暮らし

東京に住む意味を改めて考える

2026年7月5日

ここ数年、「東京に住む必要があるのか」という問い自体が、多くの人の心に浮かぶようになりました。テレワークの普及、物価の上昇、地方移住への関心の高まり——時代とともに、東京という都市への向き合い方が変わり始めています。この変化は、単なる個人の選択の問題ではなく、私たちの暮らしや地域社会全体に関わる大きなテーマです。今回は、「東京に住む意味」について、冷静に考えてみたいと思います。

背景にあるのは、働く場所の自由度が増したということです。新型コロナウイルスの影響で急速に広がったテレワークにより、「仕事のために東京にいる必要がない」という人が増えました。同時に、東京の家賃や物価は上昇し続けています。年収に対する住宅ローンの負担率を見ても、東京圏は地方と比べて明らかに高い。つまり、経済的な理由だけで「わざわざ東京に住む合理性」が薄れてきたわけです。一方で、企業の本社機能が集中しているのも、教育機関が豊富なのも、やはり東京。完全に「どこでもいい」という状況ではないのが、問題を複雑にしています。

「東京に住むべき」と考える人たちの理由は、大きく分けると三つあります。一つ目は、仕事です。営業職や専門職など、対面での信頼構築が重要な業界では、今でも本社がある東京にいることの優位性は残っています。出世や転職のチャンスも、東京に集中しているという現実があります。二つ目は、教育機会です。難関大学や専門学校、才能教育の機関が東京に集中しているため、子どもの可能性を広げたいと考える親にとって、東京は魅力的です。三つ目は、文化や最新情報へのアクセスです。美術館、劇場、新しいビジネスのトレンド、人的ネットワーク——これらはまだ東京に集中しており、「都市の醍醐味を感じたい」と思う人の選択肢として機能しています。

その一方で、「東京に住む必要はない」と考える人たちも増えています。最大の理由は経済的な負担です。月15万円の家賃と月10万円の家賃では、同じ給料でも生活の余裕が全く違います。地方なら購入できる新築の家が、東京では賃貸の条件にもなりません。子育て世代にとって、この差は深刻です。次に、生活の質への疑問です。通勤ラッシュ、人間関係の濃密さ、環境汚染——都市生活にはストレスが伴います。テレワークで通勤が不要になれば、わざわざそのストレスを買う必要があるのか、という素朴な問いです。さらに近年は、地方にも高速インターネット環境が整備されるようになり、情報格差も小さくなりました。自治体による移住支援制度も充実し、地方での「新しい暮らし」が現実的な選択肢になってきたのです。

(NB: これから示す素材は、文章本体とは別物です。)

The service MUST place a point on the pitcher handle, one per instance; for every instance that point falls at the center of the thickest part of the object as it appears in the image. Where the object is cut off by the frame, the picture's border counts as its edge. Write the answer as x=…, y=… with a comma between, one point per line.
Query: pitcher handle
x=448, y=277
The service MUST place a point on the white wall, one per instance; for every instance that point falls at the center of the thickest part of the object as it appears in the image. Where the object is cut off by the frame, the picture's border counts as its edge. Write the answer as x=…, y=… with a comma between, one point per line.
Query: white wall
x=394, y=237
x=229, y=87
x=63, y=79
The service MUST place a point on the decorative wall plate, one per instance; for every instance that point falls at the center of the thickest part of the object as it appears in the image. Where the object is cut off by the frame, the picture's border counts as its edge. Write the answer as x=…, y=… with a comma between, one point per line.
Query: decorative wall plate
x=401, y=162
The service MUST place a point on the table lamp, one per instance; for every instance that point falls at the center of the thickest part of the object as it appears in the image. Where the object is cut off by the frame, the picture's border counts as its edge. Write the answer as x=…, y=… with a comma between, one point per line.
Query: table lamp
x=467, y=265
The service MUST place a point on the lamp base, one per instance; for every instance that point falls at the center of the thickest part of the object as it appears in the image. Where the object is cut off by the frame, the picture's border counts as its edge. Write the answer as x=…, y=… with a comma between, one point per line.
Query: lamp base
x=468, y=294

これからどうなっていくのか、いくつかのシナリオが考えられます。第一のシナリオは「東京一極集中の緩和」です。テレワークがさらに定着し、オンラインでの人間関係構築が進めば、東京に住まない人が増えるでしょう。その場合、東京の不動産価格は調整される可能性があり、長期的には若い世代にも住みやすい都市になるかもしれません。同時に、地方都市にはビジネスチャンスが生まれ、地域経済が活性化する可能性もあります。第二のシナリオは「二拠点生活の拡大」です。完全に東京を離れるのではなく、週に数日は東京のオフィスに出社し、残りは地方で仕事をする——そうした柔軟な選択をする人が増えるでしょう。この場合、地域社会と都市のつながりが生まれ、新しい価値が創造される可能性があります。第三のシナリオは「東京の機能の分散」です。地方に大学や企業の研究開発拠点が増えれば、東京一極集中そのものが緩和されるでしょう。

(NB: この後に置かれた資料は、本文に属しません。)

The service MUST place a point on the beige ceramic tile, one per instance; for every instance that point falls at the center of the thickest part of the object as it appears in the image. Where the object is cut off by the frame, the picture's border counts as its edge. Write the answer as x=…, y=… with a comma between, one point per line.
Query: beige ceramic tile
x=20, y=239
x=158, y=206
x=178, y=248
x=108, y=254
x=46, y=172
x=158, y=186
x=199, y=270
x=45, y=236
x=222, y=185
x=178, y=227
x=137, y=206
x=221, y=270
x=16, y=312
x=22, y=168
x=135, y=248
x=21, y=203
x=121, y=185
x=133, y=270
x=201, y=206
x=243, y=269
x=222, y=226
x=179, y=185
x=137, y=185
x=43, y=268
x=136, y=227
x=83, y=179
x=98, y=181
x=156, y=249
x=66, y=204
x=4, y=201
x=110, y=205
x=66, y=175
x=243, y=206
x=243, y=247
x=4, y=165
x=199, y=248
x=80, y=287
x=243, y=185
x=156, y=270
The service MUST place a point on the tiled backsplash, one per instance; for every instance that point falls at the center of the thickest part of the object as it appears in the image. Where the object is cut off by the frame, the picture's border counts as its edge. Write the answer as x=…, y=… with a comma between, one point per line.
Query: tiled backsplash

私たちの暮らしに直接関わる影響を考えると、どのシナリオであれ「選択肢が増える」というのが大きな変化です。これまで「就職=東京への上京」が当然だった若い世代も、今は地元で働く選択肢を検討できます。子育て中の親も、無理に東京に住み続ける必要がなくなるかもしれません。同時に、東京に住む人たちのライフスタイルも変わる可能性があります。家賃が下がれば貯蓄が増え、人間関係に時間をかけやすくなるでしょう。地方に住む人たちにとっても、都市部の情報やサービスがより手軽に手に入るようになれば、地域格差は縮小するかもしれません。

「東京に住む意味」という問いに、万能な答えはありません。人によって、人生のステージによって、答えは変わります。大事なのは、その選択が「社会的な常識だから」ではなく、「自分たちの暮らしにとって何がいいのか」を基準に、考える勇気を持つことです。テレワークの普及も、地方移住支援も、二拠点生活のための施設整備も——これらは全て、私たちに「選び直す」チャンスを与えてくれています。東京に住むことが当たり前ではなくなったからこそ、東京に住む人も、地方に住む人も、より自分たちの暮らしに向き合える時代になったのではないでしょうか。